杉板本実コンクリート技法
今回は杉板本実(ほんざね)型枠コンクリート技法について。
コンクリートなのに木目調でどこどなく暖かみと品があります。
色々調べたら、まず経験の無い職人さんでは中々難しく、綺麗に木目がでないとの事。
*杉板本実の板をきれいに並べたり不必要な箇所の面を削ったりと片枠大工さんの腕が必要。
*コンクリートから剥がす時の剥離剤の下処理を板一枚一枚にしなければならない事。
*片枠を外した時上手く木目がでないことや、失敗して割れてしまう事がよくある事。
*とても繊細なバイブレーションや竹の棒などでタイミングを見計らい片枠を外さねばならない繊細な配慮が必要な事。
*コンクリートの乾く条件や外す時間などで色が変わる事。
予算も工期もさほど無い中、これだけ聞いて諦めかけたくもなったのですが、どーしても今回はこれで無いとデザインコンセプトに合わない。職人さんを探して探して探しまくった結果、なんと父の知り合いに最近杉板本実加工をやったばかりの職人さんがおりました!

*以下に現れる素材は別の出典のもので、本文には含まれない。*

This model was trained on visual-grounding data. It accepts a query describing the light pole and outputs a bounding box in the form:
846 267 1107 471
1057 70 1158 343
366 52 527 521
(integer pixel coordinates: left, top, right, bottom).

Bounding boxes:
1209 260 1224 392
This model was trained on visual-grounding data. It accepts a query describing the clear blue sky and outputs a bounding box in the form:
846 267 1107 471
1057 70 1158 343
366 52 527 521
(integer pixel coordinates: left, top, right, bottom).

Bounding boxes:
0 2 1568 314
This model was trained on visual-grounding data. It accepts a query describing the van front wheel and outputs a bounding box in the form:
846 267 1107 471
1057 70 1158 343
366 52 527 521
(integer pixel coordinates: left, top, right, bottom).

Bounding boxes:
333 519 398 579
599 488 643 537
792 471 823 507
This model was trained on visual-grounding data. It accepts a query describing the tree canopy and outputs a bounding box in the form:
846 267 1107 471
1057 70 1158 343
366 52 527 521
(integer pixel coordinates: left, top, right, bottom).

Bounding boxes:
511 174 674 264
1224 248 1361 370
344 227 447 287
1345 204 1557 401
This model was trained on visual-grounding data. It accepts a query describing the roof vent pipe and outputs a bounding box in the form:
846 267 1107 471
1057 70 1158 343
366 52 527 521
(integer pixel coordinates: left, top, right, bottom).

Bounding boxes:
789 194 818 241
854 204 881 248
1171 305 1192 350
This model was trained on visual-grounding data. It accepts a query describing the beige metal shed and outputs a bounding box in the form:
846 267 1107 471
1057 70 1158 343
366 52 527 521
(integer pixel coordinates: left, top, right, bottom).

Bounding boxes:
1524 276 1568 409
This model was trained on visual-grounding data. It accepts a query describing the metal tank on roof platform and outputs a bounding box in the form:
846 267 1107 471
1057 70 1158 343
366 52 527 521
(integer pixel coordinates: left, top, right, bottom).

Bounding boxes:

事情を話すと、そんなに心配しなくても大丈夫ですよ。と。。一安心しました。
昔は日本でも良くこの技法を使ってやっていたのですが、今は殆ど作らなくなってしまったので、出来る職人さんが少なくなってしまったとか。探しまくった都内の木工所さんから杉板本実の凹凸板のサンプルを3枚郵送してもらい。(凹凸本実を扱っている木工所さんを探すのもの一苦労しました。)
この3枚のビミョーな彫りの深さの違いの中を良く良く吟味して、今回は一番浅めの彫りを使用する事にしました。
群馬の大工さんの丁寧で繊細な仕事ぶり、知り合いの片枠工務店さんの丁寧なコンクリート仕事のコラボの結果、こんな素晴らしい木目が浮き上がりました。
工期も最短で枠を外したばかりなのでコンクリーとがまだ少し濡れて色むらがあります。大満足な仕上がり!上部には雨垂れ防止もつけて頂きました。(雨垂れ防止をつけておくと、雨が降って伝わって落ちる時につく汚い後みたいなものが防止されるのですよ。)
出来上がりはこんな感じです。
デザインした看板や足元のプランターにも思った通り雰囲気がぴったりでした。諦めずに探し続けてよかった。 少しでも良いものを作ろうとする職人さんの丁寧な仕事魂と心意気のおかげです。埼玉の東上線終駅近くですが、毎朝、通勤で通る人たちが一目おく、ちょっと暖かみのある素敵なコンクリート壁が出来上がりました。